Invented by Hon Lik, a Chinese pharmacist who smoked three packs a day, they were designed after his father died of lung cancer.

Theoretically they are cleaner and less intrusive than cigarettes. Often the only aroma from the devices is the “flavor” of the liquid itself.

Diede said the many flavors could present a totally new problem.

“With flavors like cherry crush and bubble gum, it can be a temptation for kids,” she said. “What 25- or 30-year-old is going to buy flavors like that?”

With the amounts of nicotine often present in the liquid (the solution does not always contain nicotine) the concern of youth addiction is present. According to a 2012 psychiatric study, more than 10 percent of teenagers have tried e-cigarettes compared to just 3.4 percent of adults.

Diede said 90 percent of tobacco users start as teenagers.

Some of the companies making the e-cigarette liquids, such as those sold by Bliss, contain nicotine not derived from tobacco.

“Our mixture contains vegetable glycerin, distilled water and nicotine from eggplants, tomatoes and potatoes,” he said. “98 percent of all the nicotine comes from tobacco, but ours doesn’t. Ours doesn’t contain alcohol as well.”

Bliss is in favor of some moderate regulation of his industry but is worried that current proposed regulations would favor Big Tobacco.

“The proposed regulations have been left really open-ended so they can come back and find problems later,” he said. “I want to inform people that not all e-cigs are the same, nor are the liquids. People get lured in by cheap prices and nine out of ten are garbage.”

A study from Drexel University recently determined that, relative to filtered cigarettes, e-cigarettess were more or less harmless. Secondhand inhalation was sparse to none from FDA-registered and -licensed devices and liquids.

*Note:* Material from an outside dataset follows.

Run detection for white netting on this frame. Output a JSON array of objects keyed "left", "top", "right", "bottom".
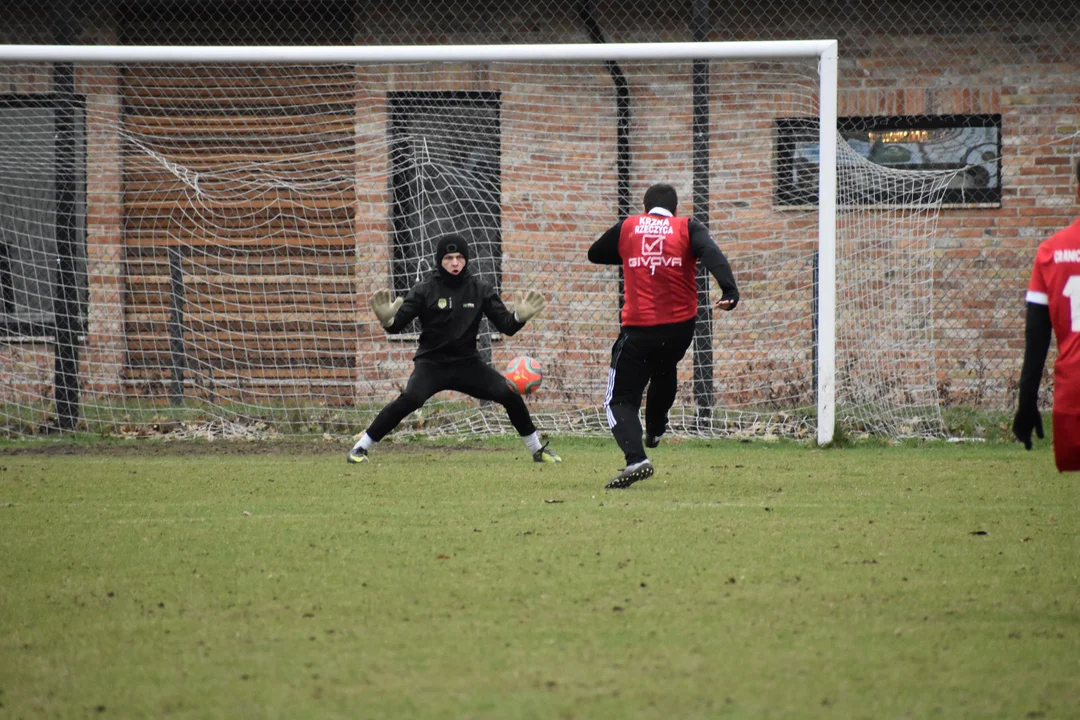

The Drexel study also concluded e-cigarettes might make a more effective cessation tool than nicotine patches or gum. In this regard, Diede and Bliss agree.

“In some of the devices the first and second puffs can contain different levels of nicotine,” Diede said. “But they may be a great cessation tool when they are regulated.”

Until further studies are done on the health and societal effects of electronic cigarettes, health officials and e-cig retailers have reached a sort of uneasy truce, with both trying to prevent sales to minors.